My So-Called FiLife: Mary Pilon

When I was four, my godmother gave me and my big brother piggy banks, with the hopes that between playing with Legos and watching Transformers, we would learn and practice fiscal responsibility. They sat side by side (mine was pink, his was blue) in our living room, staring off into space, gaudily reminding us to feed them with lucre.

Thing was, my brother told me that his blue bank was mine. So for months I eagerly deposited my hard-earned allowance, birthday funds and pennies found on the sidewalk in his bank — gleefully thinking that I was being responsible when, in fact, I was funding my brother’s Pepsi addiction. This continued for several months until my mom spotted me skipping to the blue bank to insert my latest room-cleaning funds. My mother calmly explained how my brother rooked me out of months of cash and to this day, we all joke that my brother owes me back payments-with interest.

Perhaps as a result of getting ripped-off as a wee cherub, I’ve been paranoid about my money ever since. I’ve never had any credit-card debt, I stash away savings regularly, and I’ve written countless scholarship essays to fund my education. I listen with rage as my friends tell me about their ballooning debt, I clench my fists on the phone with financial-aid officers and I shudder when shoes I bought at full price go on sale the next day.

I now report live from the trenches of college. I’m a senior studying journalism and politics (two fields that foster my youngest-child obsession with fairness), and I regularly fight the battles of tuition hikes, inflated textbook prices and the rising cost of a slice of pizza. I’m fairly new to the personal finance beat (I’m used to writing about robotics and wine more than annuities, 401(k) plans and all the other gobbledygook out there), and as much as I occasionally relish reading the works of personal-finance crustwads, most of my money-related issues involve wrinkled dollar bills, post-it notes and credit cards loosely roaming around my purse.
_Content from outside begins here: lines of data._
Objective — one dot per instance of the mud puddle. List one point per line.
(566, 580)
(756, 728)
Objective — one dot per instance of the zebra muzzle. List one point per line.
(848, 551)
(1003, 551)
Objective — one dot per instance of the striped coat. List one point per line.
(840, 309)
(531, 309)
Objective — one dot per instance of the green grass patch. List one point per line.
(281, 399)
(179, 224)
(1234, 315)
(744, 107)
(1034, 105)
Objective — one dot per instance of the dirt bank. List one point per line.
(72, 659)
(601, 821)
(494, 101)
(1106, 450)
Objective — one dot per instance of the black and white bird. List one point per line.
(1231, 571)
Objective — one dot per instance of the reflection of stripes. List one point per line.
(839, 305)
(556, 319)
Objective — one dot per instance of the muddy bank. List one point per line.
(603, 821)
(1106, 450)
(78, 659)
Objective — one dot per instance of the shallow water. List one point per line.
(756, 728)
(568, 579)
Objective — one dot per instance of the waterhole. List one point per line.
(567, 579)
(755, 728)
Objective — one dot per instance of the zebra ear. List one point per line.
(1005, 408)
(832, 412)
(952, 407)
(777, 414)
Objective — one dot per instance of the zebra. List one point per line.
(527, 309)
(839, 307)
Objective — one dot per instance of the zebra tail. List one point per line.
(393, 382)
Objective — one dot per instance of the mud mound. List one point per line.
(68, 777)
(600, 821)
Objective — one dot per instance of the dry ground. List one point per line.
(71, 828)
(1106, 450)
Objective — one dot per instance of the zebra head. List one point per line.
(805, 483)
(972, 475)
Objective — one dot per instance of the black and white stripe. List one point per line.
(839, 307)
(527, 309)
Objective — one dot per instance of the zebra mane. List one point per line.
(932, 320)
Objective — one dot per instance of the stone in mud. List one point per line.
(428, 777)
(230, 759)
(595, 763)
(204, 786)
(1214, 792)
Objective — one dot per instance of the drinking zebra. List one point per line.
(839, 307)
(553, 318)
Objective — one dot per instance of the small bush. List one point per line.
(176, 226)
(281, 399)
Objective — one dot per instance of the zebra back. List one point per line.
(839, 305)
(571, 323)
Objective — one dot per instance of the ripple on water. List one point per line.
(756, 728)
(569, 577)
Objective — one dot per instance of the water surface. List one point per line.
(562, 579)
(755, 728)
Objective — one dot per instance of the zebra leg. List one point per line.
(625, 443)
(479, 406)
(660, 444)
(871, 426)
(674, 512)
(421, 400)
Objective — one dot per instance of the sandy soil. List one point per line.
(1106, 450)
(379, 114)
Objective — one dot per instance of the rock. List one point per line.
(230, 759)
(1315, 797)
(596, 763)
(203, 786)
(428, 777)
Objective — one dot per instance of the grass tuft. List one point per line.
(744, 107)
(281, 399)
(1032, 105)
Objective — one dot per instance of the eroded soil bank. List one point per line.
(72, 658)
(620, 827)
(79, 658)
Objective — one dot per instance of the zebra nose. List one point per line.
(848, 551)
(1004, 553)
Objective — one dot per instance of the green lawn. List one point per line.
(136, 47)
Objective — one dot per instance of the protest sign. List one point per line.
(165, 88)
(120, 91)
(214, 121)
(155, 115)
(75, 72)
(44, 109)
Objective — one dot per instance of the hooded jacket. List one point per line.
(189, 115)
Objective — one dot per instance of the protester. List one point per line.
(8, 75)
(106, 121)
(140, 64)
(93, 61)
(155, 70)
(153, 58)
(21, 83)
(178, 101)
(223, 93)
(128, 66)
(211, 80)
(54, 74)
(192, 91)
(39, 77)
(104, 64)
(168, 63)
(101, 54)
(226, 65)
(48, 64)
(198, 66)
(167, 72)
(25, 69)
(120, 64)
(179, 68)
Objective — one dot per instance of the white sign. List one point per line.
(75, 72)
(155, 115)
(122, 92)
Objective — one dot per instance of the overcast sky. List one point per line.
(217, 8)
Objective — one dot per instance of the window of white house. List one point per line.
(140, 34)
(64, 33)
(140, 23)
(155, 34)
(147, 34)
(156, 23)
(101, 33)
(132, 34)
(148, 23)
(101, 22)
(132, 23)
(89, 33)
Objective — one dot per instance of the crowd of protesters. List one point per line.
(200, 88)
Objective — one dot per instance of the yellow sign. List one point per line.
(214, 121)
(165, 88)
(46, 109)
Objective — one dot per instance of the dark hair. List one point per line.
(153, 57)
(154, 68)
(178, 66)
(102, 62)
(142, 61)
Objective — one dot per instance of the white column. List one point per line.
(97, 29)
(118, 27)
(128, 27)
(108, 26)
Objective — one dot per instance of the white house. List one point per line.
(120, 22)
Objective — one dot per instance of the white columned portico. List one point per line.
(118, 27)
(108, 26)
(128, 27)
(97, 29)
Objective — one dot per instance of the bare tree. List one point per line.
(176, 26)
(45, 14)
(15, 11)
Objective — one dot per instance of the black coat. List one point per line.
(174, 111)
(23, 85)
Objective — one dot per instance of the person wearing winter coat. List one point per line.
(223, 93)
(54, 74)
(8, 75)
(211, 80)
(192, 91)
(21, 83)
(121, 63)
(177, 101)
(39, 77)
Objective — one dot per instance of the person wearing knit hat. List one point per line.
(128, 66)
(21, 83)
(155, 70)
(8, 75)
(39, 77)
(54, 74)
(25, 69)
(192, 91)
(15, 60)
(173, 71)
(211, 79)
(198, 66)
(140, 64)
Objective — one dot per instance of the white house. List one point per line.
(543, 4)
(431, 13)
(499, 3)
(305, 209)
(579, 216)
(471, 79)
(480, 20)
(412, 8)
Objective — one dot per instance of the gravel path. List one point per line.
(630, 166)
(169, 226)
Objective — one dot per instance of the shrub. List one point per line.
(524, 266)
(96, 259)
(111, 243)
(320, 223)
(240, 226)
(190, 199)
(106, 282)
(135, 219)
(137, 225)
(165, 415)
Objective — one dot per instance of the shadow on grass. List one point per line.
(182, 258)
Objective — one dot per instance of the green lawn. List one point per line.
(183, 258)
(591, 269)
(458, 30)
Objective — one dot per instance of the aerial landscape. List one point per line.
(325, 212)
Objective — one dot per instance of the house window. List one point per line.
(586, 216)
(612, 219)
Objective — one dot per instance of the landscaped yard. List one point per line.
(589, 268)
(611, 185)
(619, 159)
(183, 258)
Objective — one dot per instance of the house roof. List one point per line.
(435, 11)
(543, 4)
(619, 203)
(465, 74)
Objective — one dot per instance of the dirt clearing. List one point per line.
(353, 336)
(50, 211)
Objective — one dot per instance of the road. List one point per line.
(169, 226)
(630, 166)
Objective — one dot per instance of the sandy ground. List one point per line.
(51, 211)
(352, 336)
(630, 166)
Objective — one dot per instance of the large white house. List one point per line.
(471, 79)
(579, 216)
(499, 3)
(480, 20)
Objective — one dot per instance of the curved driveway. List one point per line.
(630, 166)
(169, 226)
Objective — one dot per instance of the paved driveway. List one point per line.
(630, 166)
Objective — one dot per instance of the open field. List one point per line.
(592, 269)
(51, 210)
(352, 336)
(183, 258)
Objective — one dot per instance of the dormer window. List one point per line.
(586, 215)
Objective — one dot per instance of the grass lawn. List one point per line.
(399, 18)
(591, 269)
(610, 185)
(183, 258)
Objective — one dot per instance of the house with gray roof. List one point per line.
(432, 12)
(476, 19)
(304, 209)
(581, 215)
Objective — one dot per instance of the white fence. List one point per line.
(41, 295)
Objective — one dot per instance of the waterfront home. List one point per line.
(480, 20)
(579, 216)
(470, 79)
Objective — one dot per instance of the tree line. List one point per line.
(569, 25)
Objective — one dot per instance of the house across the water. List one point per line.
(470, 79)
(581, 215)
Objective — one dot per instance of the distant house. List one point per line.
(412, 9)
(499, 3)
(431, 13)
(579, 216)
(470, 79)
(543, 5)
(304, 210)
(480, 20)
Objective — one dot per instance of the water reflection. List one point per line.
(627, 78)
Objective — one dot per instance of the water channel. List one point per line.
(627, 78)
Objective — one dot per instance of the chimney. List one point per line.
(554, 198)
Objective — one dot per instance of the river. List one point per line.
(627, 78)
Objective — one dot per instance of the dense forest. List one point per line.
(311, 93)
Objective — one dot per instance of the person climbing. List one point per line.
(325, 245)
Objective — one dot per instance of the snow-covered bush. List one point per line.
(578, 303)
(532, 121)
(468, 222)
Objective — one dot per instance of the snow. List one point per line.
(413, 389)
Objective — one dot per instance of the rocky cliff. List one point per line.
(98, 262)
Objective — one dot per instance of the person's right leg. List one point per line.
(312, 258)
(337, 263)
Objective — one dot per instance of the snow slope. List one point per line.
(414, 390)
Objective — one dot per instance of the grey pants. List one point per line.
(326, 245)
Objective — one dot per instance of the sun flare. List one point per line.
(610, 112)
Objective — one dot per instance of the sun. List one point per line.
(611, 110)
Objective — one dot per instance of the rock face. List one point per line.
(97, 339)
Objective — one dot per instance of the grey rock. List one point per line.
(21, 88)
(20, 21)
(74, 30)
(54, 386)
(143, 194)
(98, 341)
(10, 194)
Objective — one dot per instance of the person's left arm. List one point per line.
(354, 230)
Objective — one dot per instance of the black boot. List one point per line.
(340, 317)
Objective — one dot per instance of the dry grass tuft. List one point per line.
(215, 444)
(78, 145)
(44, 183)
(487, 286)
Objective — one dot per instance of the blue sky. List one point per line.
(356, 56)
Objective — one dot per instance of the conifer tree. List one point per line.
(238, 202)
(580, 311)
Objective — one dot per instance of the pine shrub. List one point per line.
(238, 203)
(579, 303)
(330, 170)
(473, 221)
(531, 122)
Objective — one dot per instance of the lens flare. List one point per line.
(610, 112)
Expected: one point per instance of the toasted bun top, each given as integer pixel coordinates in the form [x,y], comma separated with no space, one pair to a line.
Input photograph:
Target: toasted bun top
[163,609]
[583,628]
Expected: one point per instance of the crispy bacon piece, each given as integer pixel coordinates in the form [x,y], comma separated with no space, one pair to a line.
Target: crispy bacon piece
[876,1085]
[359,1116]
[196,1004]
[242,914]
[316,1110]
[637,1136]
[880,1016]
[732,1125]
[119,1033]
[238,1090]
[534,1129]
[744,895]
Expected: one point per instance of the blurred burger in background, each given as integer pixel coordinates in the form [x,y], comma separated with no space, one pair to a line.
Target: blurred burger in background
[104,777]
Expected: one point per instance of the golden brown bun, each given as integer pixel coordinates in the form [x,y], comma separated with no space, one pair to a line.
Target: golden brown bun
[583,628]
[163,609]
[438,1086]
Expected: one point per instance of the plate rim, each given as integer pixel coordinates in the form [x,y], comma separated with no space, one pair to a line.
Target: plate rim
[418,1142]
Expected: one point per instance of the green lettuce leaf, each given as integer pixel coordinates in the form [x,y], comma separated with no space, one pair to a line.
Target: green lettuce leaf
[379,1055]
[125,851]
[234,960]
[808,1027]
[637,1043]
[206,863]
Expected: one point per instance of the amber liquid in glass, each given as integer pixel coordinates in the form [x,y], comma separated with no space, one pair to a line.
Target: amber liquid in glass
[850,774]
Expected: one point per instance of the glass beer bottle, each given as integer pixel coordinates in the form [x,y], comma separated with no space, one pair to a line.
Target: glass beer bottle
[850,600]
Sometimes, when I see my various e-statements all nice and neat (through no effort of my own, of course) on my laptop’s screen, I think I have my crap together. I don’t.

So here I am: less vulnerable than when I was four, but on a feisty crusade to ensure that my frequently manipulated demographic doesn’t unknowingly put their money in the wrong piggy bank. As for my brother? Well, he’s now fighting a raging battle with credit-card debt and loan payments. So there.